Many acts sought to make connections to the cause, with Matthews including the consumerism-criticizing "Too Much" in his jammy set, and British songstress KT Tunstall, who wore a Save the Future shirt and skin-tight gold pants, stressing the interconnectedness of all things on "Other Side of the World."

Early on, Ludacris got a hip-hop party started, observing that with concerts in Rio de Janeiro and Shanghai, Live Earth was clearly "Pimpin' All Over the World." And American Idol alum Kelly Clarkson had the youngish crowd on her side as she powered out the industrial-strength "Since U Been Gone."

But the event didn't turn up the heat until Leonardo DiCaprio introduced Gore. The biggest rock star of the day, who later led the crowd in a seven-point "Live Earth Pledge" to among other things, "plant trees" and "work for a dramatic increase in energy efficiency," came on while a plane circled overhead with a "Don't Believe Al Gore" banner.

Gore then announced that Australian country rocker Keith Urban, who had launched into the Rolling Stones' "Gimme Shelter," was going to be joined for a duet.
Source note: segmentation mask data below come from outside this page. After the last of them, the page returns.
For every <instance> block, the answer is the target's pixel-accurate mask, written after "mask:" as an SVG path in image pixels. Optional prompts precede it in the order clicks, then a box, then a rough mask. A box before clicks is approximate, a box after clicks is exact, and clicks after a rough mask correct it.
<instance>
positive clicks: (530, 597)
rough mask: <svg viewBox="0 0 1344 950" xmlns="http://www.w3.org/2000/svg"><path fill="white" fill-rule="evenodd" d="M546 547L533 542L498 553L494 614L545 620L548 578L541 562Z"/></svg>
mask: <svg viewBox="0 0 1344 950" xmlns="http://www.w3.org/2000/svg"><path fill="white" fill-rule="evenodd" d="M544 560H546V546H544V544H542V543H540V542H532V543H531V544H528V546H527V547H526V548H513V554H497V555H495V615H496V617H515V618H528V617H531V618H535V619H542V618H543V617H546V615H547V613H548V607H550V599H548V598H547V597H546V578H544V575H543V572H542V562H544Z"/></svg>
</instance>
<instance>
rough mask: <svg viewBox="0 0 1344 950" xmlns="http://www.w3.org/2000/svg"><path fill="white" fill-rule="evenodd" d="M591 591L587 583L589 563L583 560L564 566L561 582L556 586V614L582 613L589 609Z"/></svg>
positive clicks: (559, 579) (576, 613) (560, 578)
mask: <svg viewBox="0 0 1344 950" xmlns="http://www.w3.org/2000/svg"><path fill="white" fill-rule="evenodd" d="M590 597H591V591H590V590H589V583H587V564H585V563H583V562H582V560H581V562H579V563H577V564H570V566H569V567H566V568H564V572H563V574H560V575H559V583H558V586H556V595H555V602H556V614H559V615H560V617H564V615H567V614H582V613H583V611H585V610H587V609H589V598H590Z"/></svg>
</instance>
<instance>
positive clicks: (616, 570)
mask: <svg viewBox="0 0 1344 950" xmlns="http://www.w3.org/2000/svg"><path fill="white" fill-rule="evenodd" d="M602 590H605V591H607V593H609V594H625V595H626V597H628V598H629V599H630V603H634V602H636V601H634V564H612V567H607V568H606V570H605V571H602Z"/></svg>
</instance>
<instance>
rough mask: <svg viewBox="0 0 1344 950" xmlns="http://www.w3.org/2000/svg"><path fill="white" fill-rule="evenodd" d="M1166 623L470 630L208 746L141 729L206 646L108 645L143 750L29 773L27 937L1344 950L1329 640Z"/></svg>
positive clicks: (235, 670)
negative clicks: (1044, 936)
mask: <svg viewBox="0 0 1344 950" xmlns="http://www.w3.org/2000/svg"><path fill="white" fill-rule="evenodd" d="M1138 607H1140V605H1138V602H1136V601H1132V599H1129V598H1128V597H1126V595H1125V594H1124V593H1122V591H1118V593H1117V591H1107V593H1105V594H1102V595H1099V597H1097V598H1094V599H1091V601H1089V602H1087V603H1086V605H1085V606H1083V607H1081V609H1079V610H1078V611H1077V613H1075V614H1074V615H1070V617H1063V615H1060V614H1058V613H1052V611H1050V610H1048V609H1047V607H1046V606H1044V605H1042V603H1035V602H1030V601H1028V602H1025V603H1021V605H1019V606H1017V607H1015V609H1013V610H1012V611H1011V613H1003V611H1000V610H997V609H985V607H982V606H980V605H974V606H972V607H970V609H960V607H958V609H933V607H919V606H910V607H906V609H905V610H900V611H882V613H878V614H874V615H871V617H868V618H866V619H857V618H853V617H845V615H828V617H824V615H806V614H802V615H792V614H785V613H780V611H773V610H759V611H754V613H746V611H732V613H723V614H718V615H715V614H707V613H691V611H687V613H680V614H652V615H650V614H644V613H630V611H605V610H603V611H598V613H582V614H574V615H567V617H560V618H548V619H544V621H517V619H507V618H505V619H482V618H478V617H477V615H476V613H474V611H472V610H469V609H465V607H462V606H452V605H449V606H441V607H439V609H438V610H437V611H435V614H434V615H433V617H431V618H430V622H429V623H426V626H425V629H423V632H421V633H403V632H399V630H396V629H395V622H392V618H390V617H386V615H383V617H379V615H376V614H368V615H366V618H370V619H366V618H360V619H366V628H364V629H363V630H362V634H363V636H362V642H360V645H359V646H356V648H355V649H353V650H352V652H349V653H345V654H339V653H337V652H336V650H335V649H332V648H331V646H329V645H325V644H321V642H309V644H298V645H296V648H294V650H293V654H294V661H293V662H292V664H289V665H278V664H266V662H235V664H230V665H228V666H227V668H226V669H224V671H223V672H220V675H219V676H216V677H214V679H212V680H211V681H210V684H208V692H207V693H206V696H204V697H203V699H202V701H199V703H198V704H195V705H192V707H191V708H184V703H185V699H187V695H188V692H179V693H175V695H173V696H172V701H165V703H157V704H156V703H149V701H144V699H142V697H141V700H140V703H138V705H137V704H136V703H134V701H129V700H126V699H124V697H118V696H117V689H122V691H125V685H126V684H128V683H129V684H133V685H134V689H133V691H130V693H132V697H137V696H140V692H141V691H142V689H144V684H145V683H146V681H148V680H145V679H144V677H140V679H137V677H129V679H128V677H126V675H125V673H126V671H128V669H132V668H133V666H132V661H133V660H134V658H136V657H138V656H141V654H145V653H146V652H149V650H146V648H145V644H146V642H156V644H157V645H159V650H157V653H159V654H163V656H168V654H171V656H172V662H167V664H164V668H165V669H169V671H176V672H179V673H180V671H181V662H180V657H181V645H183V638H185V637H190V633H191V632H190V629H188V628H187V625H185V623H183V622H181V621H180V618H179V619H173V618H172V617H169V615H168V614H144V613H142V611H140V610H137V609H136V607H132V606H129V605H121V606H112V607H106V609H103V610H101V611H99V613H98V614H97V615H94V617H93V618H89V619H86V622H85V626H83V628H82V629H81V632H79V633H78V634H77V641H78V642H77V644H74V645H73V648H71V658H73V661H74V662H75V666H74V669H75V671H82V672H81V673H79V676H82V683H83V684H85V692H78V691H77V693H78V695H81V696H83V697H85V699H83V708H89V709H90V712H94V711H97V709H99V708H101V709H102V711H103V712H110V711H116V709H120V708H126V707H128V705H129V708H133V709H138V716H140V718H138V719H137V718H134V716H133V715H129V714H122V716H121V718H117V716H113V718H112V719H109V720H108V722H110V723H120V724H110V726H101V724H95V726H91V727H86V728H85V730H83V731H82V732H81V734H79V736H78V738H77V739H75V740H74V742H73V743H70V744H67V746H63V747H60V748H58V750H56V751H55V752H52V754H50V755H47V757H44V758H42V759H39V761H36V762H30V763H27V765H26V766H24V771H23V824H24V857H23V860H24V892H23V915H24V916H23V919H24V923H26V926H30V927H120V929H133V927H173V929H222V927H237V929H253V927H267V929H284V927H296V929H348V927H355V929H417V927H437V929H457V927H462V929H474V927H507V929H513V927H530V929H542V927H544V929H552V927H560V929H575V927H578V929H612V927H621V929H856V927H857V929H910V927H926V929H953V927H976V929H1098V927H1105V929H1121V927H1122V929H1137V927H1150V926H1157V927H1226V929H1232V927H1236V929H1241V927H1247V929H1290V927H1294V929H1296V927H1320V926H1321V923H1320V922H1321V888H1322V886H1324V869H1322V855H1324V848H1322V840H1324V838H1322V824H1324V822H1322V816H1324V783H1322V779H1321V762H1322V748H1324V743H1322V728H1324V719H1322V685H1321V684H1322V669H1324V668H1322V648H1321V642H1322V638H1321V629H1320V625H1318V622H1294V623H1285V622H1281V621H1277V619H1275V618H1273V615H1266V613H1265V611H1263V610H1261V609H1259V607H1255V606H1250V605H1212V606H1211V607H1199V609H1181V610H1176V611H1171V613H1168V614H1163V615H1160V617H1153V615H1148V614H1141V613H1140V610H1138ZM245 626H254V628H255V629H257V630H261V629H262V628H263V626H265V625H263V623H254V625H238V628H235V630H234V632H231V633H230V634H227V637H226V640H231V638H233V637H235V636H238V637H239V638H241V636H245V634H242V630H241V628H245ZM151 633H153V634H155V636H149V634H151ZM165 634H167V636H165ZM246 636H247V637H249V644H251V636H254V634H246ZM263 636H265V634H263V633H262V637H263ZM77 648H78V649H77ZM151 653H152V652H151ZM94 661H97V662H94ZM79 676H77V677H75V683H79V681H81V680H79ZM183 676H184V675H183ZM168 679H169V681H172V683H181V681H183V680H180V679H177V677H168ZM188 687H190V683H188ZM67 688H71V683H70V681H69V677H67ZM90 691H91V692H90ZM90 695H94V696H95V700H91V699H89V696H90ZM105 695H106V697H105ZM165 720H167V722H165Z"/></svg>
Who could it be? Mick Jagger? Nicole Kidman? Al Gore?

Turned out to be Alicia Keys, who tore into the song with fervor.

Keys' set was another highlight. She opened with a medley of socially conscious R&B classics, including the O'Jays "For the Love of Money," Stevie Wonder's "Living for the City," and Marvin Gaye's "Mercy, Mercy Me (The Ecology)," then moved to the grand piano for a tender new ballad, "That's the Thing About Love."